When you’re being interviewed about your books do you suddenly become tongue-tied and can’t remember your characters’ names? Or is it just me?
What characters? Who? They did what?
Do you plan ahead when devising your plots or do you just plonk yourself down and have at it.
I always planned a bit with Murray and Hippolyta – not too much, or I could persuade myself that if I had written the whole plot down in two hundred words there wasn’t much point in writing the actual book. And I’m quite prepared for things to go off-plan. With the first Viking one for some reason I just hit the ground running, and thought Great, this works! But when I went back to write the next Murray it didn’t work.
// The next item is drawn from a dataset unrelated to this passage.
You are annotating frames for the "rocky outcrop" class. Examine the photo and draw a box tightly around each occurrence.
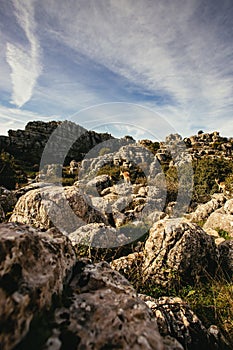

So evidently Murray and Hippolyta are polite, controlled, well-planned gentry, and the Orkney inhabitants are just free spirits. In the latest Orkney book I had a character who changed sex halfway through and was then edited out almost completely – I just have no idea what’s going on.
What can we look forward to from Lexie Conyngham in the future?
The plan (but see above) is another Cattanach next, then a Murray, then a Dr. Wilson, then a Hippolyta, then back to Orkney. But sometimes life gets in the way. I’ll try very hard, though, for the next few years, not to write something that isn’t in one of those five series! I’ll keep my other historical adventures to seeing where Max and friends go next.